What SMEs Do (and Don’t Do) for Jobs
Tuesday, June 25, 2013
By Tilman Ehrbeck
Across the political spectrum, any leader worth their salt will express support for small- and medium-sized enterprises (SMEs) – remember the “job-creator” debate during last year’s U.S. presidential elections? Globally, the G20 has prominently made SME support a priority of their development agenda, citing that SMEs account for 45 percent of employment and 33 percent of GDP in developing countries.
Sometimes leaders get carried away in their rhetoric: SMEs are the “lifeblood of the economy,” they might say, or that SMEs “are the most powerful engine of economic growth.” While SMEs are clearly important in any economy, this hyperbole is at best misleading and at worst might trigger wrong policy conclusions. Already the “45 percent-employment/33 percent-GDP” statement should give reason to pause.

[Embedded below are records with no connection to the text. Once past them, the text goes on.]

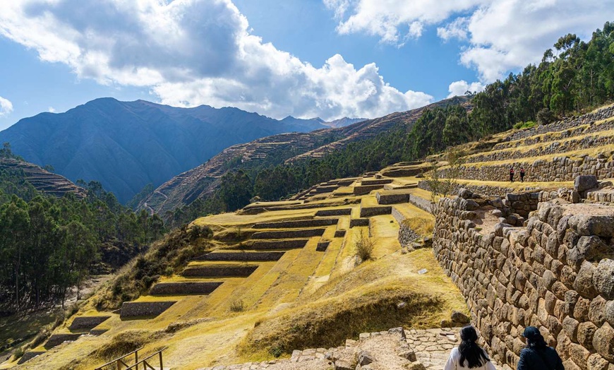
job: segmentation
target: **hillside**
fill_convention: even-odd
[[[13,158],[0,157],[0,171],[4,169],[23,172],[26,181],[36,190],[47,194],[57,197],[64,196],[66,193],[75,194],[78,198],[85,196],[83,189],[75,185],[66,177],[49,172],[32,163]]]
[[[164,215],[167,211],[189,205],[195,199],[212,193],[219,186],[219,179],[229,169],[255,167],[265,161],[269,165],[277,165],[284,161],[319,157],[351,143],[373,138],[399,124],[409,129],[425,109],[456,104],[464,104],[469,107],[466,97],[455,97],[416,109],[393,113],[340,128],[307,133],[276,135],[234,145],[206,163],[159,186],[141,202],[139,209]]]
[[[236,108],[102,98],[66,113],[21,119],[0,132],[0,142],[73,181],[99,181],[126,203],[146,184],[158,186],[232,145],[327,127],[315,120],[278,121]]]

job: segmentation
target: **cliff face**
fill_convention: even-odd
[[[186,205],[195,199],[212,193],[218,179],[231,168],[248,166],[265,159],[277,162],[291,162],[310,157],[318,158],[342,149],[350,143],[373,138],[402,123],[412,125],[427,108],[450,104],[464,104],[467,99],[456,97],[404,112],[361,121],[339,127],[316,130],[310,133],[275,135],[246,144],[224,149],[206,163],[183,172],[158,187],[141,202],[139,209],[162,214],[167,210]]]
[[[100,181],[126,203],[148,184],[158,186],[229,146],[327,127],[315,120],[278,121],[236,108],[176,108],[102,98],[65,113],[21,119],[0,132],[0,142],[11,143],[28,162],[53,165],[71,181]]]

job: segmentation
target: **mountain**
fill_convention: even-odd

We just said that SMEs on average are less productive than the rest of the economy.
MIT economist Antoinette Schoar recently pointed me to an intriguing piece of research that has mined a number of data sources for the U.S. and found that SMEs are highly concentrated in relatively few industries. More than 60 percent of American SMEs are working in areas where they bring known solutions to known customer groups with little innovation or growth. This includes skilled craftsmen (e.g., plumbers and electricians), skilled professionals (e.g., lawyers, accountants) as well as real estate firms, restaurants, and small shops (e.g., gas station owners). A quick gut check against our own daily business interactions makes this list highly plausible. These types of SMEs do not create many new jobs. As far as job creation potential is concerned, what matters more than size is the age of a firm; younger ones are those that almost tautologically seem to have more growth potential.

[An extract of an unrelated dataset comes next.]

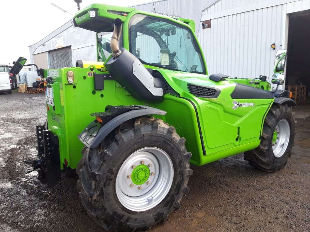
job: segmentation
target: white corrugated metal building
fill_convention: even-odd
[[[266,75],[270,81],[277,50],[287,49],[286,84],[310,86],[305,77],[310,73],[310,0],[160,0],[133,7],[194,19],[210,74]],[[30,46],[31,61],[47,68],[96,60],[96,40],[95,32],[69,22]]]
[[[198,35],[209,73],[271,81],[277,50],[287,49],[286,84],[310,86],[309,9],[310,0],[218,1],[203,11],[210,26]]]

The research also summarizes survey data on why people in the U.S. start small enterprises. Typically, they value the freedom and flexibility of being their own bosses. Only a third say at the outset that they want to grow bigger and many of them might not succeed.
SMEs in developing countries similarly create less jobs than one would hope. Many stay small even in industries where economies-to-scale create growth incentives in the U.S., such as manufacturing. Another intriguing piece of research compares the average employment growth of manufacturing SMEs in the U.S. with Mexico and India, where it remains essentially flat over decades.